Former Liberal leader Kathleen Wynne gave up her position as leader in 2018 after the party was turfed by the provincial Conservatives. The Liberals won just seven seats that night and lost official party status.

Despite the recent walloping, Liberal supporters at the Guelph debate say they're hopeful about the future of the Ontario Liberals.

"I can hardly wait for the next election," said Ann Lawlor, who pointed to the Liberal party's success in Ontario during the recent federal election. 

Ann Lawlor (left) and Moya Johnson (right) say they think having the right leader at the helm will make a difference in the Liberals' future success. (Paula Duhatschek/CBC)

Still, party supporters said rebuilding the party will take work.

Moya Johnson, of Halton Hills, said the party needs to spend more time in rural areas, even if those areas don't have a sitting Liberal politician.

"Even un-held ridings need to see that the Liberals are working for them," said Johnson.  

"We don't need somebody who's sitting in an ivory tower somewhere writing the policies, we need somebody who's out there [in the community]."  

Bruce Walkinshaw says the party is in a period of 'rebuilding' after the 2018 election. (Paula Duhatschek/CBC)

Although the leader at the party's helm is important, Orangeville resident Bruce Walkinshaw said local candidates are even more so.
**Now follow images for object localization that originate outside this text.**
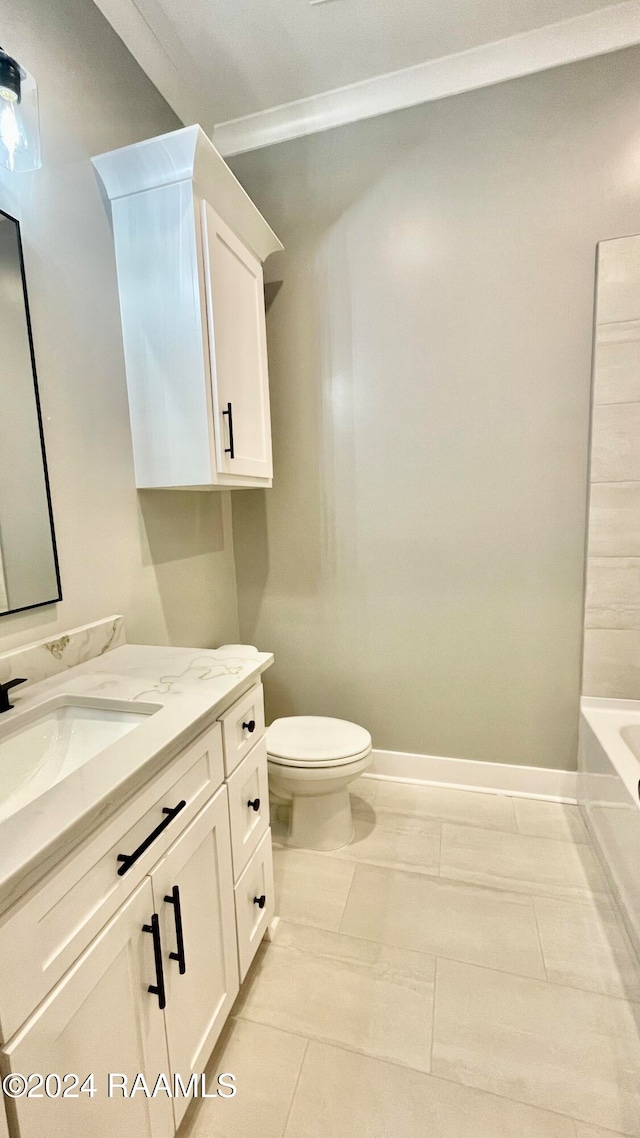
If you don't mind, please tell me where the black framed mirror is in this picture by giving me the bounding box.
[0,208,61,615]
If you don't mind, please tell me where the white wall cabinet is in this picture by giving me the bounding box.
[0,683,274,1138]
[92,126,282,490]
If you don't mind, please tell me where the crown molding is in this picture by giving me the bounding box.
[92,0,206,126]
[213,1,640,155]
[93,0,640,158]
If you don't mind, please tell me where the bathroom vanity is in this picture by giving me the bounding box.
[0,642,274,1137]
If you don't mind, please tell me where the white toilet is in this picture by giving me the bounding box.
[267,716,372,851]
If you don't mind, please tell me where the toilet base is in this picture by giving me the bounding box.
[289,787,354,851]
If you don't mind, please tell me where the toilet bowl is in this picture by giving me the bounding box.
[267,716,372,851]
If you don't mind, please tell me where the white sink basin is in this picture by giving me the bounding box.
[0,695,161,823]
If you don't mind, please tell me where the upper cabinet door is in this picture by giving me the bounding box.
[202,201,273,481]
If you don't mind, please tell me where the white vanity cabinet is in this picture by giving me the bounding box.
[3,878,175,1138]
[92,126,282,491]
[0,682,274,1138]
[149,788,238,1128]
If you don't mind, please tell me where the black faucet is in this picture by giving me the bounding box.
[0,678,27,713]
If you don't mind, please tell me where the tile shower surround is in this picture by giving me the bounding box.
[584,235,640,698]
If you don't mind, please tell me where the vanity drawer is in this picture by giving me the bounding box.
[234,828,274,981]
[219,683,265,776]
[227,737,270,880]
[0,721,223,1042]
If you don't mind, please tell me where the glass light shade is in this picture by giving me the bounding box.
[0,56,40,174]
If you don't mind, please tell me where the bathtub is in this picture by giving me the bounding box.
[579,697,640,953]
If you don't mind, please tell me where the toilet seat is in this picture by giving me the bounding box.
[267,716,372,768]
[268,746,372,769]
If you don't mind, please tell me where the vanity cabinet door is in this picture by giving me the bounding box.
[150,786,239,1128]
[201,200,273,481]
[1,878,173,1138]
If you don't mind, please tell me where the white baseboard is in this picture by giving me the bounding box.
[364,749,577,803]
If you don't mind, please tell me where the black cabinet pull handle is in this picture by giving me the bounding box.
[247,798,261,812]
[116,800,187,876]
[223,401,235,460]
[164,885,186,975]
[242,719,256,733]
[142,913,166,1009]
[253,894,266,909]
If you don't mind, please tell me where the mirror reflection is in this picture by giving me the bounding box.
[0,208,60,615]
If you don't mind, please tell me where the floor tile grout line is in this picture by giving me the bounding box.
[328,847,614,908]
[342,796,591,847]
[335,860,357,934]
[233,1020,619,1135]
[357,803,592,847]
[280,1036,309,1138]
[435,827,442,876]
[278,849,617,919]
[428,956,438,1075]
[265,916,640,1004]
[530,895,549,982]
[439,818,595,848]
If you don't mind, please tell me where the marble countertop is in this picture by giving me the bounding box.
[0,643,273,915]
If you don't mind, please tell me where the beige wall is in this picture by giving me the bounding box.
[0,0,239,652]
[583,234,640,697]
[231,46,640,770]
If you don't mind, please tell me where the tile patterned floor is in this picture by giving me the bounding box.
[181,779,640,1138]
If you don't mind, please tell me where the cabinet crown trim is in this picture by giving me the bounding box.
[92,124,282,263]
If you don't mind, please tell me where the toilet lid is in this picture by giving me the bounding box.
[267,716,372,765]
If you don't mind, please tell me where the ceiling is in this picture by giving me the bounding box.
[93,0,640,151]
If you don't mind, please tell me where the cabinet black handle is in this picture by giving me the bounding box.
[253,894,266,909]
[116,801,187,876]
[164,885,187,975]
[247,798,261,812]
[223,401,235,460]
[142,913,166,1010]
[242,719,256,733]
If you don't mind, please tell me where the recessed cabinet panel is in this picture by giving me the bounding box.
[111,183,214,488]
[150,788,239,1128]
[226,737,270,879]
[219,682,265,776]
[1,878,173,1138]
[202,201,273,481]
[234,829,275,981]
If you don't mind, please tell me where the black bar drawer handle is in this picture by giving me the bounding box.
[164,885,186,975]
[117,800,187,876]
[142,913,166,1010]
[223,402,235,460]
[253,894,266,909]
[242,719,256,733]
[247,798,261,812]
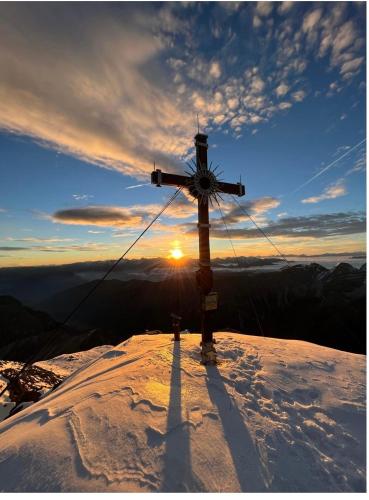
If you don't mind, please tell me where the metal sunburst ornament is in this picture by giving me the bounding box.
[185,160,224,206]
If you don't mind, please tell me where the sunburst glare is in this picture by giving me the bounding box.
[169,247,184,260]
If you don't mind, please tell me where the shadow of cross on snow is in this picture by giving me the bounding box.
[205,365,266,492]
[161,341,202,492]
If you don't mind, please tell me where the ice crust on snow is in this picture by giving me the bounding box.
[0,333,365,492]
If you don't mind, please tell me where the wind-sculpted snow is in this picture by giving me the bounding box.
[0,345,113,421]
[0,333,365,492]
[35,345,113,377]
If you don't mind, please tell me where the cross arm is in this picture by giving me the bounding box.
[217,181,245,197]
[151,169,245,196]
[151,169,190,188]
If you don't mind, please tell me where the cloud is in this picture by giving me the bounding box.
[209,61,221,79]
[52,195,196,228]
[0,1,364,176]
[278,2,294,15]
[333,145,351,157]
[253,16,262,29]
[279,102,292,110]
[302,9,322,33]
[340,56,364,75]
[317,7,365,78]
[250,76,265,93]
[33,243,113,253]
[5,237,75,243]
[331,20,357,62]
[345,150,366,176]
[0,246,28,251]
[217,196,281,225]
[247,197,281,214]
[208,211,366,240]
[219,2,242,13]
[227,98,239,110]
[0,3,193,178]
[255,2,273,17]
[0,242,114,253]
[281,251,366,258]
[275,83,289,97]
[291,90,306,102]
[73,194,93,201]
[327,81,342,97]
[53,206,145,228]
[301,179,347,204]
[111,231,134,238]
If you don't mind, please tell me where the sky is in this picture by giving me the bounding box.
[0,1,366,267]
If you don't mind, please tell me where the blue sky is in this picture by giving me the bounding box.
[0,1,366,266]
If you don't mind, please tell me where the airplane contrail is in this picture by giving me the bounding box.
[125,183,151,190]
[292,138,366,194]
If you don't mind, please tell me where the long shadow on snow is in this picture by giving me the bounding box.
[205,364,266,492]
[161,341,203,492]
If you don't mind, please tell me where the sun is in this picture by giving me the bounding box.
[170,248,184,260]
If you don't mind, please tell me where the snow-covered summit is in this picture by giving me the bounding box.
[0,333,365,492]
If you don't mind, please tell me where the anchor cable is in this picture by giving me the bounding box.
[0,186,184,399]
[231,195,290,267]
[215,197,265,337]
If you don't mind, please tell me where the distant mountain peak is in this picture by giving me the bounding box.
[331,262,356,275]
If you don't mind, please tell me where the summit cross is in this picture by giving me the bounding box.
[151,133,245,364]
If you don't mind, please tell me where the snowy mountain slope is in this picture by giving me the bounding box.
[0,333,365,492]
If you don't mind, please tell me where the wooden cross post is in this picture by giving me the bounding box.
[151,133,245,363]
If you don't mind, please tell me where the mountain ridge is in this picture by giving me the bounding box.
[38,262,366,354]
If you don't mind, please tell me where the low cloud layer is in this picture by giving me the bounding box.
[0,246,28,251]
[206,211,366,240]
[0,243,113,253]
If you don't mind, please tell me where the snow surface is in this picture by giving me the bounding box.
[0,333,365,492]
[0,346,112,421]
[35,345,112,377]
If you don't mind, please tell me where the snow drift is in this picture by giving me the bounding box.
[0,333,365,492]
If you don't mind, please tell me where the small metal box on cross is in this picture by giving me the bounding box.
[151,133,245,364]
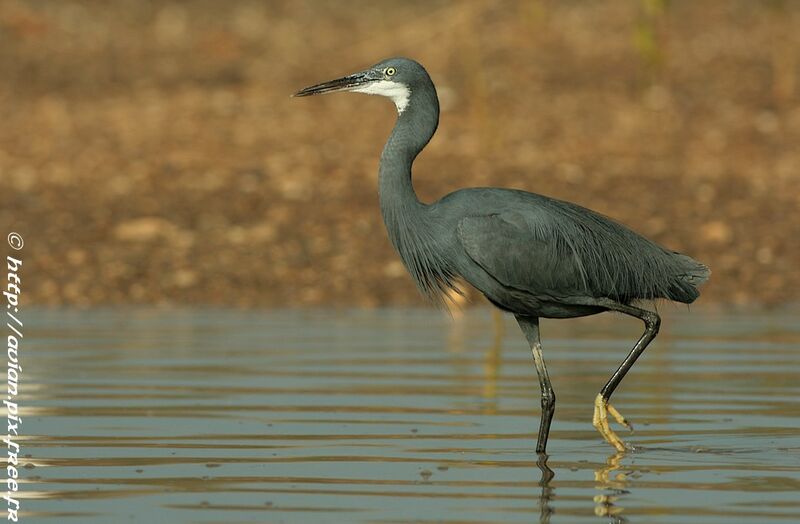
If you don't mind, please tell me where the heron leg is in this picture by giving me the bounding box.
[516,315,555,454]
[589,300,661,451]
He hopes that whoever becomes Liberal leader will spend time searching for strong candidates to run in the next election.

"The ground game is huge," said Walkinshaw.

Twenty-year-old William Stiles of Rockwood voted Liberal in his first provincial election last year and said he was 'disappointed' to see his party lose.

Stiles said he believes the right candidate will steer the party in the right direction and hopes whoever becomes the Liberal leader will renew the party's focus on youth issues.

"It's our responsibility as a party to speak to the young people in our ridings and to address their issues because their issues really are the issues of everyone else, [like] education and health," Stiles said.

The candidates for the Ontario Liberal leadership are:

  • Former MPP for Vaughan Steven Del Duca.
  • Don Valley East MPP Michael Coteau.
  • Scarborough-Guildwood MPP Mitzie Hunter.
  • Past Oakville North – Burlington candidate Alvin Tedjo.
  • Past London North Centre candidate Kate Graham.
  • Ottawa lawyer Brenda Hollingsworth.

The next Liberal leadership debate will take place Dec. 12 in Windsor. The leadership convention is set for March 6-7 in Mississauga.

The next debate will take place in Windsor. (Paula Duhatschek/CBC)

Corrections

  • An earlier version of this story said Wynne gave up her seat in 2018. In fact, she resigned as leader of the Ontario Liberal party.